Opinion
No. 223.
February 5, 1934.
Appeal from the District Court of the United States for the Eastern District of New York.
Mandamus proceeding by Nathan Amchanitzky against John A.T. Carrougher, as Acting Postmaster of Brooklyn, to compel defendant to draw a warrant on the Treasurer of the United States in the sum of $30.84 for compensation alleged to have been earned by petitioner as a substitute letter carrier. From a judgment dismissing the petition on the merits ( 3 F. Supp. 993), petitioner appeals, and Francis J. Sinnott, as Acting Postmaster of Brooklyn, is substituted as defendant.
Reversed and remanded, with directions.
Nathan Amchanitzky, of Brooklyn, N.Y., pro se.
Howard W. Ameli, U.S. Atty., of Brooklyn, N.Y. (Herbert H. Kellogg and Emanuel Bublick, Asst. U.S. Attys., both of Brooklyn, N Y, of counsel), for appellee.
Before SWAN, AUGUSTUS N. HAND, and MACK, Circuit Judges.
The defendant's motion to dismiss was grounded on (1) lack of jurisdiction, and (2) failure of the petition to state a cause of action. The District Court granted the motion upon the second ground without passing upon the former. 3 F. Supp. 993. It should have based dismissal upon lack of jurisdiction. The rule that District Courts of the United States have no jurisdiction in original cases of mandamus is too firmly established to require us to consider its origin or whether the point might, or should, have been decided otherwise. Knapp v. Lake Shore M.S. Ry. Co., 197 U.S. 536, 25 S. Ct. 538, 49 L. Ed. 870; Covington C. Bridge Co. v.
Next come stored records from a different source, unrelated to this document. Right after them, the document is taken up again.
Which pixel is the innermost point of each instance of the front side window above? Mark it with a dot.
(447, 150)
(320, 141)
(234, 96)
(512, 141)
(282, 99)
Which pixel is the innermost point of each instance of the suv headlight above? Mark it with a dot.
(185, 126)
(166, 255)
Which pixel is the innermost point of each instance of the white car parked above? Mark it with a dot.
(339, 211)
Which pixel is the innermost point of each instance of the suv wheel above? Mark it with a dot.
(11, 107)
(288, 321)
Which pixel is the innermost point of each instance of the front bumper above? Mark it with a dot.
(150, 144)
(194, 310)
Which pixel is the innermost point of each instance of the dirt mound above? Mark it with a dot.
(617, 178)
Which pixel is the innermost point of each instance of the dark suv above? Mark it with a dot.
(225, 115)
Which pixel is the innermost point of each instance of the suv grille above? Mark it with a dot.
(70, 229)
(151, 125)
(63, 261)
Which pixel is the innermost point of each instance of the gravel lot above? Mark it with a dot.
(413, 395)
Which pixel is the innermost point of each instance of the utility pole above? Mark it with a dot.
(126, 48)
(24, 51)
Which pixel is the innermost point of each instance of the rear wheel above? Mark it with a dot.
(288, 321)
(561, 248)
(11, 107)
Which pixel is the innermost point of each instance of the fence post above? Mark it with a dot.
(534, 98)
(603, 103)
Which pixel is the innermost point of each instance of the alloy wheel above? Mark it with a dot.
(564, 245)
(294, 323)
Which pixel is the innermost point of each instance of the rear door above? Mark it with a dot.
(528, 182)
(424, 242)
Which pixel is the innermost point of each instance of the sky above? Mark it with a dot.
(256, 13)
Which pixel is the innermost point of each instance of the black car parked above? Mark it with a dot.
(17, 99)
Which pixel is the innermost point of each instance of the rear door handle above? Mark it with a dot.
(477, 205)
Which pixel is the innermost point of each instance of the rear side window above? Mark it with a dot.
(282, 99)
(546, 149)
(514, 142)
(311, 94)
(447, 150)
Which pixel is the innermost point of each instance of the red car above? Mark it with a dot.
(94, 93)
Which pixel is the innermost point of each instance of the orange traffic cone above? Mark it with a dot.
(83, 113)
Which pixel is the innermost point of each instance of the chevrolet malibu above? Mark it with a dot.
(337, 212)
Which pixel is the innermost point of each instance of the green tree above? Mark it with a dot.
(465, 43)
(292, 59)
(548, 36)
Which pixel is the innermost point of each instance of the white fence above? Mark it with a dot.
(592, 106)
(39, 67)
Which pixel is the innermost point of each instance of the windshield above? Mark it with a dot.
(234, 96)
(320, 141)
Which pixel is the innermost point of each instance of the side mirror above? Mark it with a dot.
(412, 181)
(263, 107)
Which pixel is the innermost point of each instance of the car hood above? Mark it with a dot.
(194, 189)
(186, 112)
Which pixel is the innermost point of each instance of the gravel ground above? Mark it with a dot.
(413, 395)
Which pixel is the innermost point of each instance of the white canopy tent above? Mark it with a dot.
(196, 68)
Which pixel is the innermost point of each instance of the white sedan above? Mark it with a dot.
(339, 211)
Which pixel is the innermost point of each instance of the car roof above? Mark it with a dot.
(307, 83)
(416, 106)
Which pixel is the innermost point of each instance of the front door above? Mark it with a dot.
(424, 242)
Hager, 203 U.S. 109, 110, 27 S. Ct. 24, 51 L. Ed. 111. The appellant would have us differentiate these authorities because in them the defendant was not, as here, a federal officer. See Waldo v. Poe, 14 F.2d 749, 750 (D.C.W.D. Wash.). But the Supreme Court opinions do not permit us to take this distinction. Upon this controlling authority, the judgment must be reversed, and the cause remanded, with directions to dismiss for lack of jurisdiction. It is so ordered.